Our own Boss Emeritus made an appearance on Fox and Friends this morning to give vent to rising conservative frustration over Team Romney’s response to the ad called “despicable” by liberal commentator Brent Budowsky, “scurrilous” by Time’s Michael Crowley, and a violation of decency by Crowley’s colleague Mark Halperin and the Washington Post fact-checker Glenn Kessler. Noting that the core of the Priorities USA Action super-PAC ad is the same Joe Soptic that Barack Obama’s official campaign introduced in an ad of their own and a conference call arranged by the same Stephanie Cutter who tried playing “Mission Impossible” by disavowing any knowledge of Soptic yesterday, Michelle Malkin urged Romney to start playing offense and initiate legal proceedings for the obvious and illegal coordination between Obama’s campaign and the super-PAC (via The Right Scoop):
http://www.youtube.com/watch?v=WkNMZGciELU
Normally, I’d be leery about filing legal challenges in the middle of political campaigns, especially for Republicans. They tend to drag on for a long time, and usually don’t come to any satisfactory conclusion at all, certainly not before the election in which they take place. It usually ends up being a weak counter to whatever damage has been done by the ad.
This case, though, is unusual, for a couple of reasons. First, the super-PAC issue has been owned by the Democrats, even while super-PAC funding will end up benefiting Republicans. They have succeeded in large part in their attempt to paint super-PACs as eeeeevil shelters for eeeeevil Richie Riches who want to buy elections. If the Obama campaign broke the law with the coordination on Soptic, it’s going to make Obama look bad for demanding more laws to restrict super-PACs while his campaign breaks laws that already limit super-PACs. That’s a hypocrisy that goes right to the heart of their class-warfare strategy, especially in relation to super-PACS.
Next, we rarely see so much consensus on condemnation of an attack ad, and for that matter so much prima facie evidence of illegal coordination. For Pete’s sake, they couldn’t even have Soptic wear a different shirt between the two interviews. The implication in this ad is so outrageous, and the connections from Soptic to both the Obama campaign and Priorities USA Action are so obvious, that this practically begs to be used as a test case for enforcing laws against coordination between outside groups and official campaigns. If this isn’t a case for investigation and prosecution, then the laws regarding coordination will never be enforced. And we can thank Team Hopenchange if that’s the outcome.

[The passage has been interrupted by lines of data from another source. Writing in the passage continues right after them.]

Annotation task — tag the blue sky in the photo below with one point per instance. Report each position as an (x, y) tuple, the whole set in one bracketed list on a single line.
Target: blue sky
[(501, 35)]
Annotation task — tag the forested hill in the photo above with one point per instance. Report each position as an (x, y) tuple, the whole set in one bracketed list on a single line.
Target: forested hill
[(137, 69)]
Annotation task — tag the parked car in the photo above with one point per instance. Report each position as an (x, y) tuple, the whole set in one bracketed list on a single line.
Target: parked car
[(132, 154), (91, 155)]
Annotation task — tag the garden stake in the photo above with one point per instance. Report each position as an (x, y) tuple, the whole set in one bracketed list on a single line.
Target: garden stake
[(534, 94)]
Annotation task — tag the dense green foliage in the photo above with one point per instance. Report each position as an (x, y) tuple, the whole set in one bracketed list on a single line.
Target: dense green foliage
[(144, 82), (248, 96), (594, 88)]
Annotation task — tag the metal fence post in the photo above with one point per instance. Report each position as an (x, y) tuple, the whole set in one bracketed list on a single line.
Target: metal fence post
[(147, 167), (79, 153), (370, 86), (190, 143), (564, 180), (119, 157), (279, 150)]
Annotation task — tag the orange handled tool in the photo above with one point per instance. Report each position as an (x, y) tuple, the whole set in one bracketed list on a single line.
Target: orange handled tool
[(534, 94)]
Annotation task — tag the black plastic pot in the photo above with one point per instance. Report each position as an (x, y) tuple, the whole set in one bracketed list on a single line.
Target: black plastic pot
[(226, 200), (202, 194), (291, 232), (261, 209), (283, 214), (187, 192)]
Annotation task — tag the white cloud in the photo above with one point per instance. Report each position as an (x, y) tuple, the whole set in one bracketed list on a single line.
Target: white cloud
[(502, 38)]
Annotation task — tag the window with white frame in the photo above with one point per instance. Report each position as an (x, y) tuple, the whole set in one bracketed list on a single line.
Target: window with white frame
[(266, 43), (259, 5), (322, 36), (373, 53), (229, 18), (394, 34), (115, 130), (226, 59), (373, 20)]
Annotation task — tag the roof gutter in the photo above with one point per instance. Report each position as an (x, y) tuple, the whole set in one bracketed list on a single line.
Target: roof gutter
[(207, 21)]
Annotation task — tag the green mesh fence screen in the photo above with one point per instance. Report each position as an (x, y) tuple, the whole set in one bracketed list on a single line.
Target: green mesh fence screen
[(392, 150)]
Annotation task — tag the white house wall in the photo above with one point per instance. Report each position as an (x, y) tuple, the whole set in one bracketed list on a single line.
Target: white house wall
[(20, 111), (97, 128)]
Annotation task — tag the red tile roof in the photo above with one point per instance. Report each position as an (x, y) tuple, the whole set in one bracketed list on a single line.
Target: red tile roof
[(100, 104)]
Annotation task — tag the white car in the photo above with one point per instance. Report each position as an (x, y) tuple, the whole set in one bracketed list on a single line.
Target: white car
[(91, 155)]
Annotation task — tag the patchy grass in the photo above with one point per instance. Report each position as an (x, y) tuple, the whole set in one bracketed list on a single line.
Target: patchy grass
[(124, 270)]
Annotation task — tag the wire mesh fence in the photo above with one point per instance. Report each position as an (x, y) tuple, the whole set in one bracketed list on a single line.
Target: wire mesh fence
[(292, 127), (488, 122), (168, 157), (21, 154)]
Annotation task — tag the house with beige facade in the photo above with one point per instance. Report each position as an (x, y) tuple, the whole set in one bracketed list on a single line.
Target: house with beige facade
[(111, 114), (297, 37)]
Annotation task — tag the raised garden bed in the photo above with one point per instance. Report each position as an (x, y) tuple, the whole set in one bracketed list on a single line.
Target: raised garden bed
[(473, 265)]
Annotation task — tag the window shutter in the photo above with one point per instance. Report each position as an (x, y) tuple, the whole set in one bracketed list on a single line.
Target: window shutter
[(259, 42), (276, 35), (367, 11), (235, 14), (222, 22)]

Actually, I’m OK with that, too. We need to get rid of outside groups in elections, but not with more ridiculous regulation and the direction of campaign-finance reform for the past four decades. We need to end tax-free status for political organizations and rescind donation limits to candidates and political parties, married to a 48-hour time limit on full disclosure of donations and expenditures. Make the campaign books entirely public, so we can see where the money originates and where it ends up. That will make the candidates entirely responsible for the messaging, end the Byzantine structure that allows for these nonsense attacks, and obviate the need for spokespeople to pretend they don’t know someone they hosted on a conference call.